INTERESTING REPORT ON KZYX by Alice Woefle on the local demise of small school football. Robert Pinoli, the Athletic Director at Boonville High School, pointed out that a crucial factor in football's disappearance, even 8-man, in the County's outback schools is declining enrollment generally. The neo-popularity of futbol of course coincides with the arrival over the past forty years of Mexican immigrants, and futbol, aka soccer, is the national sport of most countries in the world, including Mexico. In 1971 there was not a single Spanish-speaking student enrolled in the Anderson Valley schools. Today that enrollment is 80% Spanish-speaking.

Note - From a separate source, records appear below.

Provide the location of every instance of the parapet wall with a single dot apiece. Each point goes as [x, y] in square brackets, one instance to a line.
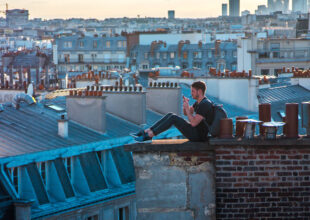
[254, 182]
[244, 179]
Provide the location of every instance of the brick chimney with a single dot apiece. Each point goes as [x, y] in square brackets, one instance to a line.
[63, 127]
[89, 111]
[126, 102]
[164, 98]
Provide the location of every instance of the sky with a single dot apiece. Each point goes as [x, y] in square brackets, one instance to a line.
[101, 9]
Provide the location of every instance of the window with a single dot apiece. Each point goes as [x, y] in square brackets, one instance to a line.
[233, 67]
[93, 217]
[157, 55]
[67, 44]
[67, 58]
[265, 72]
[93, 56]
[164, 56]
[67, 163]
[119, 43]
[123, 213]
[81, 58]
[185, 55]
[263, 55]
[299, 53]
[13, 172]
[42, 170]
[276, 54]
[209, 54]
[197, 64]
[209, 65]
[197, 55]
[95, 44]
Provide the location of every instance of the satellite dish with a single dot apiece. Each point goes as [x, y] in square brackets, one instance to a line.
[30, 89]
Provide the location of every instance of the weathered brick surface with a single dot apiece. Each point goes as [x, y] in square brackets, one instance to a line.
[262, 183]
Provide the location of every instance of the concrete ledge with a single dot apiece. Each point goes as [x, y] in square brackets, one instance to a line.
[169, 145]
[183, 145]
[260, 141]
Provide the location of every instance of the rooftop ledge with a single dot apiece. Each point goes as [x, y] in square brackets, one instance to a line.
[181, 145]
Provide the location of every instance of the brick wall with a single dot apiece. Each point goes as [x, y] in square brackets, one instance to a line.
[256, 182]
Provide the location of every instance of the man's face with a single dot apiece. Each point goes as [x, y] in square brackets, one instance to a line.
[195, 93]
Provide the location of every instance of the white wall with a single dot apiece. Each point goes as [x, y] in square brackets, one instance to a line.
[225, 37]
[244, 61]
[238, 92]
[194, 38]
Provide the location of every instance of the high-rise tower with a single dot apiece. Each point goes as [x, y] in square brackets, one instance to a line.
[234, 8]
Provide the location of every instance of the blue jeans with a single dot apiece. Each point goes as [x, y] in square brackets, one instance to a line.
[182, 125]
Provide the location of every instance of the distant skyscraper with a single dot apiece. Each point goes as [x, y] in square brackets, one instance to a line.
[171, 14]
[224, 9]
[300, 5]
[278, 5]
[234, 7]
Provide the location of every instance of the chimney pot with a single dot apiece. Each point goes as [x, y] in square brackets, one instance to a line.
[264, 115]
[63, 127]
[240, 126]
[291, 120]
[226, 128]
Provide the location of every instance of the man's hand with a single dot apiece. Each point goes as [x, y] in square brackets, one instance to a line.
[186, 106]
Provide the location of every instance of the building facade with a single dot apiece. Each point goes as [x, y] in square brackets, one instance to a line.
[300, 6]
[221, 55]
[171, 14]
[16, 17]
[234, 8]
[269, 56]
[76, 53]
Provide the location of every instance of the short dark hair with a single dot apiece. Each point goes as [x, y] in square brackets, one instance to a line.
[200, 85]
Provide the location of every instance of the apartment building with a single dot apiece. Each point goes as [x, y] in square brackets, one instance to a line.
[221, 55]
[269, 56]
[83, 53]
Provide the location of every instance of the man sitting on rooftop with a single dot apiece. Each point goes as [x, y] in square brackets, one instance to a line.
[200, 117]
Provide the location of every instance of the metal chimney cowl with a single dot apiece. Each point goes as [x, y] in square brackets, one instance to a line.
[89, 111]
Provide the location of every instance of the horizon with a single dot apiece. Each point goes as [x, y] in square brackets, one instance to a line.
[97, 9]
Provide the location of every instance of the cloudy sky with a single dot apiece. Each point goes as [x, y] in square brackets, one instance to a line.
[124, 8]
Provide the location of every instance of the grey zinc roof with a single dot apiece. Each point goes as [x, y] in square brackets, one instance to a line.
[33, 129]
[283, 94]
[279, 96]
[88, 43]
[26, 60]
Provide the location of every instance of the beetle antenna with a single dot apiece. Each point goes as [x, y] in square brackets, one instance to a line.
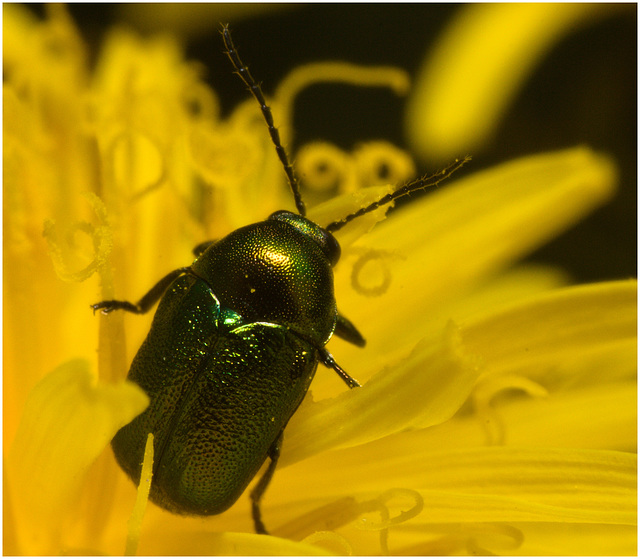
[413, 186]
[256, 91]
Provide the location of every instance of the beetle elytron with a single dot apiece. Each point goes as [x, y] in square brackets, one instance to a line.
[233, 347]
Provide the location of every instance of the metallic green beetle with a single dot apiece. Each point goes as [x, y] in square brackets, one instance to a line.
[233, 347]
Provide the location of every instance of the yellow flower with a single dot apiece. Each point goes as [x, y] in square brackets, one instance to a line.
[498, 408]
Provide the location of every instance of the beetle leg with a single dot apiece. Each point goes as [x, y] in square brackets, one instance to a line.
[144, 304]
[346, 330]
[328, 360]
[258, 491]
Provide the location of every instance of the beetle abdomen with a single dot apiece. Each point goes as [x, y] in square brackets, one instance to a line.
[215, 423]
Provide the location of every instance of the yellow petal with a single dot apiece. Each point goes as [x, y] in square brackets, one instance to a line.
[67, 423]
[566, 328]
[424, 389]
[477, 67]
[437, 247]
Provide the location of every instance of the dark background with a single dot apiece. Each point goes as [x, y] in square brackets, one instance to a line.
[584, 92]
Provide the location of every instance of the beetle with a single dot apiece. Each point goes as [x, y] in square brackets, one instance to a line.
[233, 347]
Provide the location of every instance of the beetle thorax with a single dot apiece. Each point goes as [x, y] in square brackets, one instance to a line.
[271, 272]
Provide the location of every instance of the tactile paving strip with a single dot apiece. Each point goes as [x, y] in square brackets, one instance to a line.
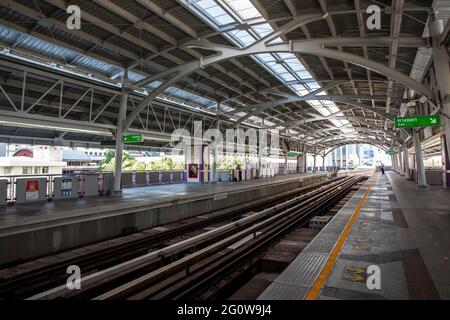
[294, 282]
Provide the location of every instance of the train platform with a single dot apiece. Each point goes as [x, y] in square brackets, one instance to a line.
[388, 226]
[33, 212]
[66, 224]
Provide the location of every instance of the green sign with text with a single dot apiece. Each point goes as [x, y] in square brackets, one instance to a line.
[391, 152]
[419, 121]
[293, 154]
[132, 138]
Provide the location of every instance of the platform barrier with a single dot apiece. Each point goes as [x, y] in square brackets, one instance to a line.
[141, 178]
[90, 185]
[127, 179]
[66, 187]
[31, 189]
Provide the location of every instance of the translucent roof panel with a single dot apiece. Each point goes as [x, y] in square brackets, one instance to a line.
[285, 66]
[244, 8]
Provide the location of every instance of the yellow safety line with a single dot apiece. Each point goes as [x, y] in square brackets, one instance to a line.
[314, 291]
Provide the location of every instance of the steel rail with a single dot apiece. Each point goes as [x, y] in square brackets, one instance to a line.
[276, 217]
[92, 281]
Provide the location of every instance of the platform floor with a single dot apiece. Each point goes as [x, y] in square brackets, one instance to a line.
[37, 212]
[403, 230]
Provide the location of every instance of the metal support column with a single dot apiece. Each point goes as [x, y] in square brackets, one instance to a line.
[406, 162]
[285, 162]
[314, 164]
[442, 71]
[260, 154]
[214, 175]
[421, 178]
[401, 168]
[117, 189]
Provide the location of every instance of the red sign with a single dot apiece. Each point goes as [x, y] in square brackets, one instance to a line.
[193, 171]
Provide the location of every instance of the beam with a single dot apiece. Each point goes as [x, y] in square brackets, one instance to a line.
[314, 47]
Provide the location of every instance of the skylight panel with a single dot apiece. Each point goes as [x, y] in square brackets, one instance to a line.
[262, 29]
[244, 8]
[285, 66]
[304, 75]
[242, 36]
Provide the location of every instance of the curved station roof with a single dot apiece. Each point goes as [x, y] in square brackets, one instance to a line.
[317, 70]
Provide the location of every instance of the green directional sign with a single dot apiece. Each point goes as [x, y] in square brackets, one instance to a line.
[132, 138]
[391, 152]
[293, 154]
[419, 121]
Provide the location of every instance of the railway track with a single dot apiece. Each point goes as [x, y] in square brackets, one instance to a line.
[27, 279]
[185, 268]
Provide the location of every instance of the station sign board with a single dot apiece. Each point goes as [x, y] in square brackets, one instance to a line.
[390, 151]
[132, 138]
[66, 187]
[293, 154]
[32, 190]
[419, 121]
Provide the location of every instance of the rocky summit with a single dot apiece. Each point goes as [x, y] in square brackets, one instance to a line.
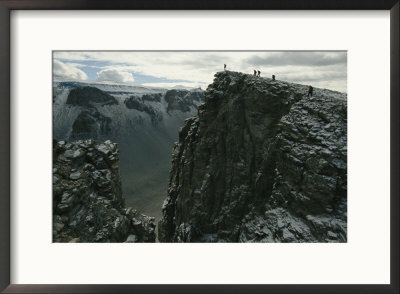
[87, 200]
[261, 162]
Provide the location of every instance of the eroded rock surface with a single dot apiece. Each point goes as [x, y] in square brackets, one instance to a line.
[260, 163]
[87, 200]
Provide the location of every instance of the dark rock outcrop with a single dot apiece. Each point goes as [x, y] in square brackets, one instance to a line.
[89, 96]
[260, 163]
[87, 200]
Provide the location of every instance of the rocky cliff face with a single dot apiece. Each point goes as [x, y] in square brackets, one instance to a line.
[87, 200]
[144, 121]
[260, 163]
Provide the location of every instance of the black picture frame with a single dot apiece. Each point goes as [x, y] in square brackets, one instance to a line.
[8, 5]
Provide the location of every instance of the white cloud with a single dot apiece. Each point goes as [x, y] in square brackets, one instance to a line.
[115, 75]
[67, 71]
[320, 69]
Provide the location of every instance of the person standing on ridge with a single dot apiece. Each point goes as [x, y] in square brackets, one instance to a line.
[310, 90]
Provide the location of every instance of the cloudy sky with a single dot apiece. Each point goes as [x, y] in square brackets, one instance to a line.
[196, 69]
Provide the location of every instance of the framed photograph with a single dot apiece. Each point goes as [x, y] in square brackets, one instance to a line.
[199, 148]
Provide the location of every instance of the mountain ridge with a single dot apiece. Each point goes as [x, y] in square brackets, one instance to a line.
[261, 162]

THERE ARE OTHER OBJECTIONS to football from many parents reacting to studies that reveal at the advanced levels of the game, levels that very few young men achieve, permanent brain damage is an occupational hazard. At the high school level permanent brain damage is much less likely because collisions among high school students aren't nearly so fierce as they are at the college and pro levels of the game. Soccer isn't exactly non-violent; using your head to get a one pound soccer ball down field ten thousand times as a youngster couldn't be all that great for the old noodle.

MS. WOEFLE'S REPORT partly emanated from Potter Valley where Russ Todd informed the reporter that "Soccer is a communist sport." We could have used a follow-up question, Ms. W. Was the guy joking? But given the known levels of scholarship in PV probably not. Looked at one way you could say the Potter Valley Diversion is a communist project devised by Potter Valley's noble sons of the soil like Todd — the Potter Valley Politburo — to guarantee them virtually free water for a at the expense of downstream households — the water proletariat. But futbol less violent than football? Yeah, but there’s plenty of contact in all sports, and didn't a couple of Central American countries go to war over the outcome of a soccer match? And aren't international soccer contests also fraught with mass rioting by nationalist yobbos, Brit fans being so bad they're banned by some countries?

AS SOMEONE ONCE SAID, “Football is a gentleman's game played by hooligans, and soccer is a hooligan's game played by gentlemen."